Он снял трубку, будучи уверен, что это Мари, но, как оказалось, звонил Джонсон.

— Я слушаю, Боб.

— У нас новости, док. — По голосу Джонсона Айзенменгер сразу понял, что тот чем-то сильно взволнован. Бывший сержант рассказал доктору обо всем, что произошло. — Либман пока жив, но в очень плохом состоянии, и что будет дальше, неизвестно. Рассел налетел на автопоезд, но каким-то чудом тоже не погиб, хотя врачи, конечно, его покромсают.

Айзенменгер, опустившись на диван, внимательно слушал. Либман шантажировал Рассела, а тот пытался его задавить? Казалось, мир сошел с ума.

— Алло, вы слушаете? — спросил Джонсон.

Айзенменгер даже не заметил, что молчит слишком долго.

— Да-да.

— Мы сейчас у Елены. Ее это все, конечно, порядком выбило из колеи.

Но что все это значит? Каким образом сюда затесался Либман?

— Джон, послушайте… — произнес Джонсон каким-то странным тоном. Не то чтобы подозрительным, но явно настороженным.

— Да?

— Вы не разговаривали с Беверли Уортон о результатах вскрытия?

Айзенменгер хотел было ответить, что, разумеется, не посвящал полицию в это дело, но тут же вспомнил, что Уортон, скорее всего, наведывалась в его квартиру в отсутствие хозяина и читала заключение. Затем доктор подумал о том, как чуть не совершил в тот день предательство, и его в очередной раз охватило чувство вины.

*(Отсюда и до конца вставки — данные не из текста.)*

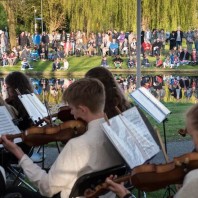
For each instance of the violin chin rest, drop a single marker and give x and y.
(186, 160)
(178, 163)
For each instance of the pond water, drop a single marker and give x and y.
(167, 88)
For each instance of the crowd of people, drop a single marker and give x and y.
(88, 98)
(59, 45)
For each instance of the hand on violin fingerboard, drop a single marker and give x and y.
(117, 188)
(12, 147)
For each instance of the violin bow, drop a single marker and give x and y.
(48, 112)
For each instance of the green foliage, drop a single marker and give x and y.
(3, 17)
(94, 15)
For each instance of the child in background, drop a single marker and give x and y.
(34, 55)
(25, 64)
(5, 59)
(104, 62)
(167, 62)
(145, 61)
(65, 64)
(51, 55)
(159, 61)
(176, 61)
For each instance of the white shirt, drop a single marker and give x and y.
(189, 188)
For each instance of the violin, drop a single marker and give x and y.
(151, 177)
(63, 114)
(64, 133)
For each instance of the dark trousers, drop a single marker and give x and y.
(26, 193)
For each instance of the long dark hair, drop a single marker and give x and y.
(114, 95)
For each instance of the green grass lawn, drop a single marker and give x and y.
(80, 65)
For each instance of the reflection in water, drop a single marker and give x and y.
(166, 88)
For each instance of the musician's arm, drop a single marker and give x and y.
(119, 189)
(12, 147)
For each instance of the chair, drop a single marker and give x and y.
(17, 172)
(91, 180)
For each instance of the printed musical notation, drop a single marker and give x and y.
(131, 137)
(6, 124)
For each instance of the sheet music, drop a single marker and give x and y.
(131, 137)
(150, 104)
(6, 124)
(34, 108)
(38, 104)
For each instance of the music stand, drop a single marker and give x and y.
(152, 106)
(157, 110)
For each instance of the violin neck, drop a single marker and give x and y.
(123, 178)
(13, 136)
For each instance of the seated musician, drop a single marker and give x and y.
(189, 188)
(87, 153)
(114, 95)
(16, 80)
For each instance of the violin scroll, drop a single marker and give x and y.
(151, 177)
(183, 132)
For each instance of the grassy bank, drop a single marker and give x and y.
(80, 65)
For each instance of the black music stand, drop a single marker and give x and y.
(157, 110)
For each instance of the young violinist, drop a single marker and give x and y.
(114, 94)
(189, 188)
(13, 81)
(87, 153)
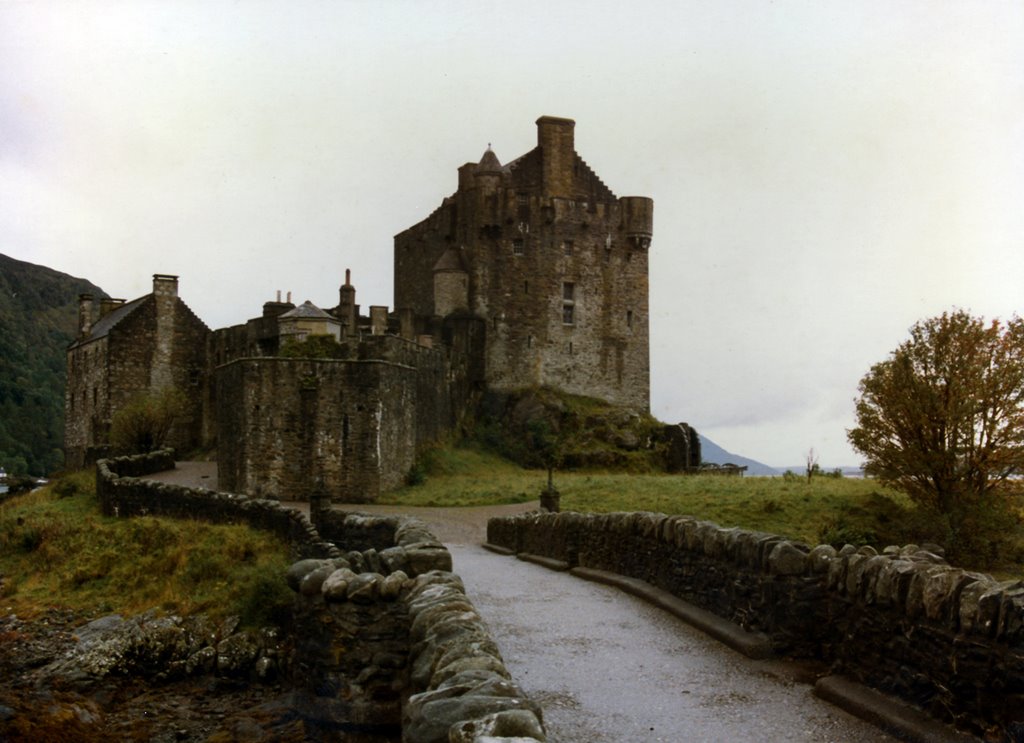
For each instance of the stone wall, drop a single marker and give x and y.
(385, 642)
(289, 428)
(139, 347)
(557, 266)
(903, 621)
(380, 652)
(124, 492)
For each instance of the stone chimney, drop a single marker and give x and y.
(165, 292)
(164, 285)
(555, 137)
(378, 319)
(84, 315)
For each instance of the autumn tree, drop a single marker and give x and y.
(942, 420)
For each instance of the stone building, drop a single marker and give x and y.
(133, 348)
(534, 273)
(552, 261)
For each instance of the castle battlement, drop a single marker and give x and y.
(532, 273)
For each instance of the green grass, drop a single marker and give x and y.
(835, 511)
(57, 550)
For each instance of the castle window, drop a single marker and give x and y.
(568, 303)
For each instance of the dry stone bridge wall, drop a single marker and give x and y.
(948, 641)
(386, 644)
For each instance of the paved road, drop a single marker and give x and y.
(607, 667)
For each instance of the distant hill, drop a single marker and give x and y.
(710, 451)
(38, 319)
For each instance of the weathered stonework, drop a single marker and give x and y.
(144, 346)
(532, 274)
(903, 621)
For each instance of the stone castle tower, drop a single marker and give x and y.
(551, 259)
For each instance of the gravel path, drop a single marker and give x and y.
(605, 666)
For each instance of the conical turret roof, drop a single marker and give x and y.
(450, 261)
(488, 163)
(306, 309)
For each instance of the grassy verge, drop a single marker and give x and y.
(827, 510)
(57, 550)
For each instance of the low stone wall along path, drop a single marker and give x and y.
(605, 666)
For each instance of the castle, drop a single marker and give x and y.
(531, 273)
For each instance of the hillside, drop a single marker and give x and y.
(710, 451)
(38, 319)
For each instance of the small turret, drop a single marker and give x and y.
(638, 220)
(346, 305)
(84, 315)
(555, 137)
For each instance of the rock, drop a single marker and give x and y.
(202, 661)
(428, 720)
(237, 654)
(299, 570)
(364, 587)
(785, 559)
(392, 584)
(335, 587)
(512, 724)
(820, 558)
(312, 581)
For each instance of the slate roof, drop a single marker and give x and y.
(105, 323)
(307, 309)
(488, 163)
(450, 261)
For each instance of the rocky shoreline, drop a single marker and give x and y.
(154, 679)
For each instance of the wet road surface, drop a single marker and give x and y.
(607, 667)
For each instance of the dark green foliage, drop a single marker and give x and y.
(313, 347)
(38, 320)
(544, 428)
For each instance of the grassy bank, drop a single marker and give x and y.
(829, 510)
(57, 549)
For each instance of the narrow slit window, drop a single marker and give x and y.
(568, 303)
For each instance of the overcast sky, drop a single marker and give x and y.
(824, 173)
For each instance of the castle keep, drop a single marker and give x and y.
(532, 273)
(551, 260)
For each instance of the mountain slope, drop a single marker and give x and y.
(710, 451)
(38, 319)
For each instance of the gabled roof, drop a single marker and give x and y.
(105, 323)
(306, 310)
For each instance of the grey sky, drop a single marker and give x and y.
(824, 173)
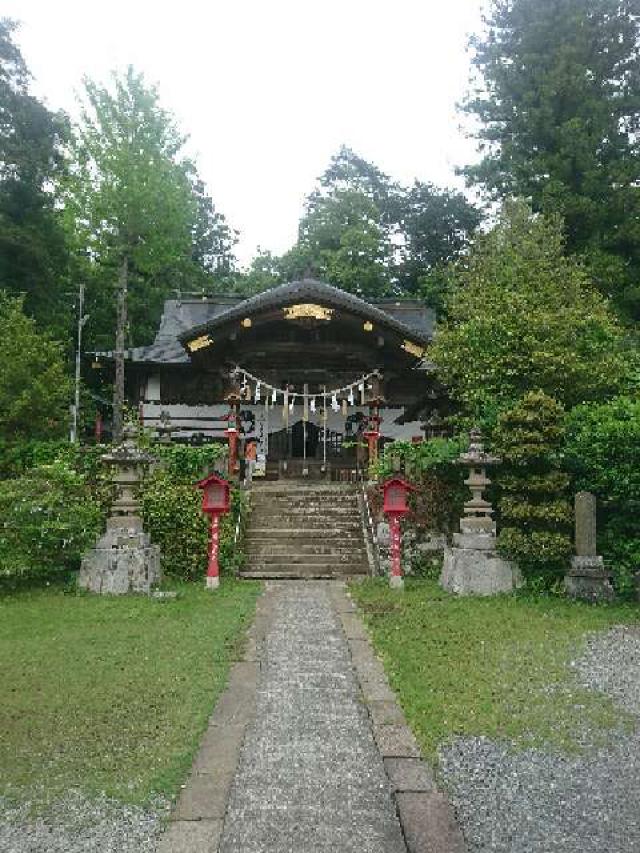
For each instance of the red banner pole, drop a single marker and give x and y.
(395, 580)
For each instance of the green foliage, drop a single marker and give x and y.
(49, 518)
(557, 103)
(186, 464)
(603, 453)
(373, 237)
(173, 517)
(421, 457)
(342, 240)
(496, 667)
(133, 202)
(34, 388)
(524, 317)
(437, 502)
(33, 252)
(174, 520)
(534, 507)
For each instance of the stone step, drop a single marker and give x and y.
(313, 572)
(297, 486)
(306, 506)
(306, 532)
(261, 547)
(306, 522)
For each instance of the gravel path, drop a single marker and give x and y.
(538, 802)
(78, 825)
(310, 778)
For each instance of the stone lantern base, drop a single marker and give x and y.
(472, 567)
(587, 579)
(123, 560)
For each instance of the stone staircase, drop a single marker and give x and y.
(305, 530)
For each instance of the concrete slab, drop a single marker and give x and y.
(188, 836)
(310, 778)
(396, 741)
(353, 627)
(205, 796)
(409, 774)
(386, 713)
(429, 824)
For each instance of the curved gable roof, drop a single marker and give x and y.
(306, 289)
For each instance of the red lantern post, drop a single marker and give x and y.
(372, 434)
(395, 506)
(216, 501)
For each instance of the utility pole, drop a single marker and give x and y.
(121, 327)
(82, 319)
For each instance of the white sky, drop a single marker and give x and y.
(269, 89)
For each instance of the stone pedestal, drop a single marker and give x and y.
(123, 560)
(472, 566)
(588, 580)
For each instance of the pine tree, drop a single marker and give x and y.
(558, 102)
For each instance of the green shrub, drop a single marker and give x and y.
(173, 517)
(50, 516)
(437, 502)
(603, 453)
(187, 464)
(535, 510)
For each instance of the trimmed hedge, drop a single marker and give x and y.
(534, 505)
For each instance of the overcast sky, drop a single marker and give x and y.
(269, 89)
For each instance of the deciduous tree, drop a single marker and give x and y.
(558, 105)
(525, 317)
(33, 254)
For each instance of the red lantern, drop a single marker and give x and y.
(216, 501)
(396, 491)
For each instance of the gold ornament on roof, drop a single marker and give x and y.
(307, 310)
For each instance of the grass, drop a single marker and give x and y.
(498, 667)
(111, 694)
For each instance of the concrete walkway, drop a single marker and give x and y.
(310, 776)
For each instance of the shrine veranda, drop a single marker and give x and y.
(306, 370)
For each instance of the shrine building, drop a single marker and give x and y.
(313, 374)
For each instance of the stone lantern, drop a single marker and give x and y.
(165, 428)
(123, 559)
(478, 512)
(472, 566)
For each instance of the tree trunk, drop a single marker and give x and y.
(121, 327)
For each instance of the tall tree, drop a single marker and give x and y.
(35, 388)
(372, 236)
(525, 317)
(138, 214)
(33, 254)
(341, 238)
(558, 103)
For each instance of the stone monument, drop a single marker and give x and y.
(123, 559)
(472, 566)
(587, 578)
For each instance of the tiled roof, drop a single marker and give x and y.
(184, 319)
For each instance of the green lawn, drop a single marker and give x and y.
(111, 693)
(495, 666)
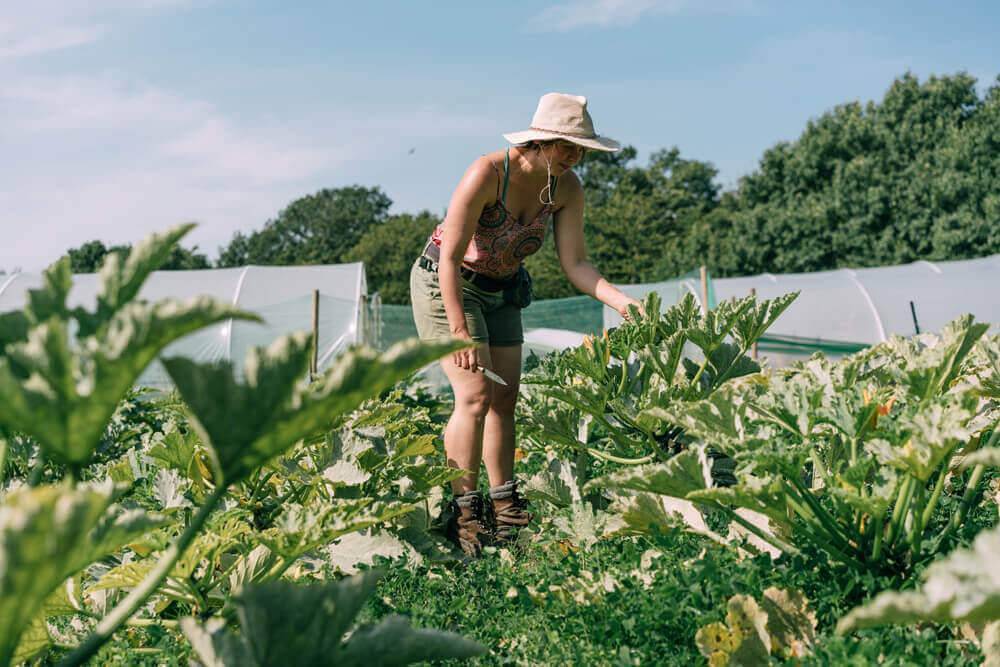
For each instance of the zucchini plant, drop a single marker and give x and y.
(63, 371)
(861, 459)
(596, 398)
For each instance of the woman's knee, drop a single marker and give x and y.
(474, 403)
(504, 400)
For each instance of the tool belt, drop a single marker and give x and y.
(431, 258)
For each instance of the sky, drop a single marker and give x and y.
(122, 117)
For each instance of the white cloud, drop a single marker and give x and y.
(608, 13)
(105, 157)
(42, 26)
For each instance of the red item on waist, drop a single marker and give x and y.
(500, 242)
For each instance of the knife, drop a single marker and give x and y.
(491, 375)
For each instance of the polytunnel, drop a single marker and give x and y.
(846, 309)
(281, 295)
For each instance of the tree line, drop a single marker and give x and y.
(915, 175)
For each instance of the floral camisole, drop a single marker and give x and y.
(500, 242)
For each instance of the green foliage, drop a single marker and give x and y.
(781, 625)
(608, 397)
(853, 458)
(61, 389)
(637, 221)
(47, 534)
(961, 587)
(280, 620)
(89, 257)
(320, 228)
(909, 177)
(389, 249)
(249, 423)
(63, 374)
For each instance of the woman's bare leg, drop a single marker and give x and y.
(498, 432)
(463, 436)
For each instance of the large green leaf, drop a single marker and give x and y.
(247, 423)
(934, 433)
(988, 456)
(758, 318)
(964, 586)
(688, 471)
(72, 389)
(931, 368)
(302, 529)
(48, 533)
(781, 625)
(121, 279)
(279, 621)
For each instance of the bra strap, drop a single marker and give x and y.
(506, 176)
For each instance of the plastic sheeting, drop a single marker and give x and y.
(281, 295)
(838, 311)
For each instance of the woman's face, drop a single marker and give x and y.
(563, 155)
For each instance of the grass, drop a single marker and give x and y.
(489, 600)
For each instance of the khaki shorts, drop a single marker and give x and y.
(490, 320)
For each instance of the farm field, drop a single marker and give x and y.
(690, 505)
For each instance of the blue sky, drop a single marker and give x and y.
(120, 117)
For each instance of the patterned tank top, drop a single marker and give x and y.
(500, 242)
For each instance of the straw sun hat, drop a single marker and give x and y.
(561, 116)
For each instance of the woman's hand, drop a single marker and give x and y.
(467, 358)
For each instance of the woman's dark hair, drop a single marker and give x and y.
(536, 144)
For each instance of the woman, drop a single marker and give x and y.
(469, 283)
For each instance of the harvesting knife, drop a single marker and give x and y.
(491, 375)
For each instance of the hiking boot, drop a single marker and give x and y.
(467, 522)
(509, 513)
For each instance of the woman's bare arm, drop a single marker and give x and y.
(571, 248)
(475, 191)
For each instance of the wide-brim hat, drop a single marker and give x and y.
(561, 116)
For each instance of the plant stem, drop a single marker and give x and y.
(879, 534)
(899, 511)
(596, 453)
(932, 503)
(822, 515)
(138, 595)
(773, 540)
(149, 622)
(970, 493)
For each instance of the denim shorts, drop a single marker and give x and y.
(490, 319)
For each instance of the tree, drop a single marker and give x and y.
(389, 250)
(637, 219)
(912, 177)
(89, 257)
(316, 229)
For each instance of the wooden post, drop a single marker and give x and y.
(314, 358)
(704, 289)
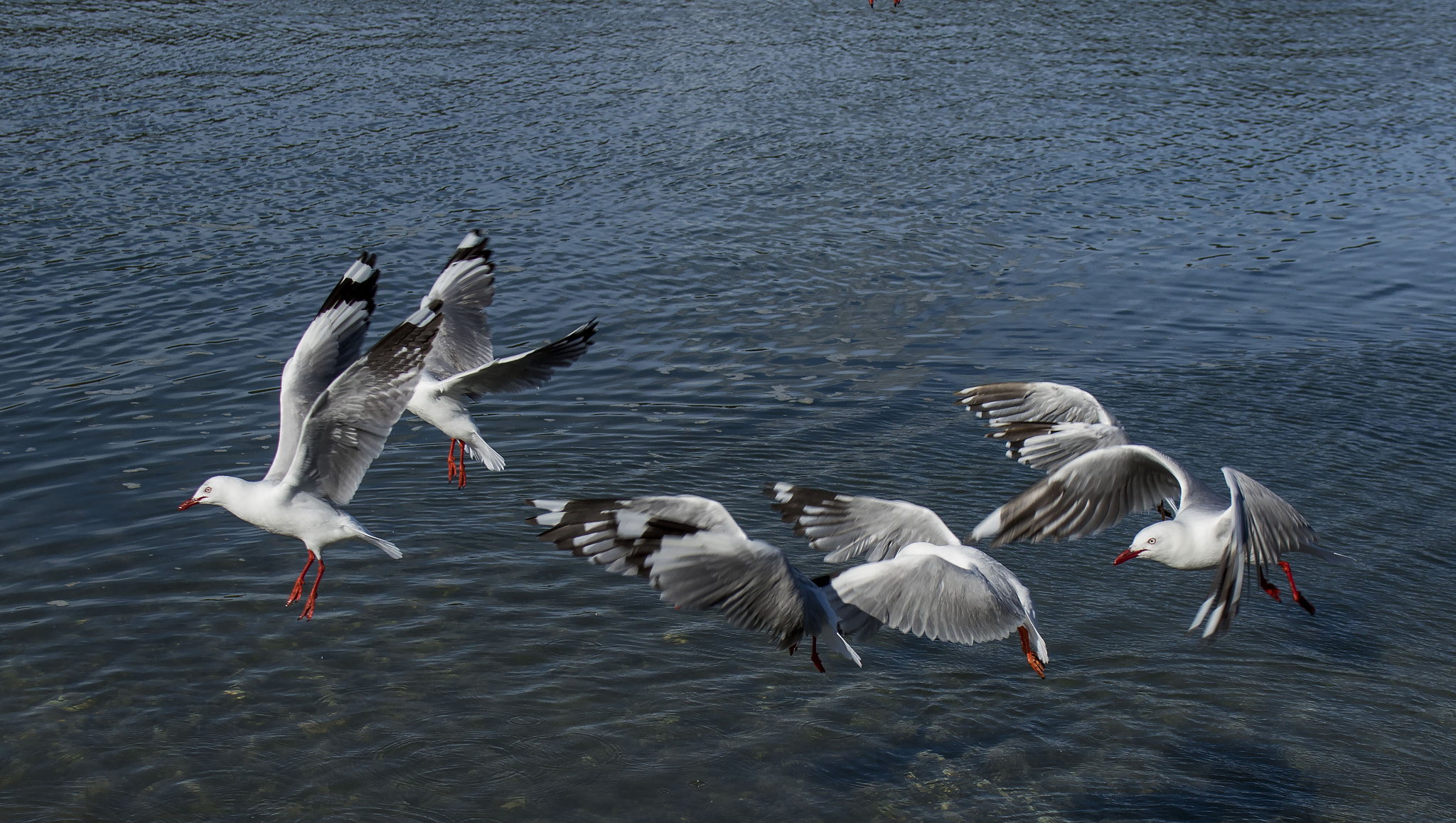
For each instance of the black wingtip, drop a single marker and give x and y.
(350, 290)
(473, 247)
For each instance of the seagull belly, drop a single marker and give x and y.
(444, 414)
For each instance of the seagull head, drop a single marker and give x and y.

— Нет, я не говорил, — произнес он наконец. Это не было ложью, но было ли правдой? Во всяком случае, его слова дали некоторый положительный результат — Джонсон вздохнул с облегчением.

— Похоже, она непонятным образом пришла к тем же выводам, что и мы. Они следили за Расселом и поэтому сразу кинулись за ним, когда тот сбил Либмана.

— Что вы собираетесь теперь делать?

Послышался шепот — Джонсон и Елена переговаривались.

— Елена считает, что нам надо встретиться, чтобы обсудить последние события и решить, какой линии поведения придерживаться теперь с родителями Билрота. Когда у вас появится свободное время?

В принципе, свободного времени у Айзенменгера отныне было предостаточно, но стоило ли торопить события?

— Давайте через пару дней. Мне надо обдумать все это. Я позвоню.

Он положил трубку, не оставив Джонсону и Елене возможности что-либо возразить.

* * *

Весь следующий день Джонсон пребывал не в лучшем расположении духа. Салли неожиданно собралась к родителям, оставив весьма лаконичную записку, в которой даже не сообщила, когда собирается вернуться. Между тем Джонсон терпеть не мог неожиданностей и неопределенности, и такое совершенно нетипичное для Салли поведение беспокоило его. Со дня годовщины их свадьбы она все больше замыкалась в себе, что-то скрывала от мужа и нервничала. Он хотел было позвонить ей, затем передумал. Теща Джонсона была женщиной болезненной и довольно сварливой, к зятю относилась весьма критически, и между ними нередко проскакивали искры, поэтому он не хотел провоцировать очередной электрический разряд.

Джонсон провел день в прогулках по старым любимым местам — где в одиночестве, где в компании старых друзей, былых сослуживцев и даже прошлых врагов. Разговаривая с многими из них, он чувствовал, что те прячут свои подозрения, даже враждебность; владелец одного из заведений открыто отказался обслуживать бывшего полицейского, обозвав его дрянью. По большей части старые знакомые приветствовали Джонсона с некоторой настороженностью, завязывая ничего не значащий разговор о старых и новых делах и обходя мучивший всех вопрос о том, что же все-таки случилось с сержантом полиции Бобом Джонсоном.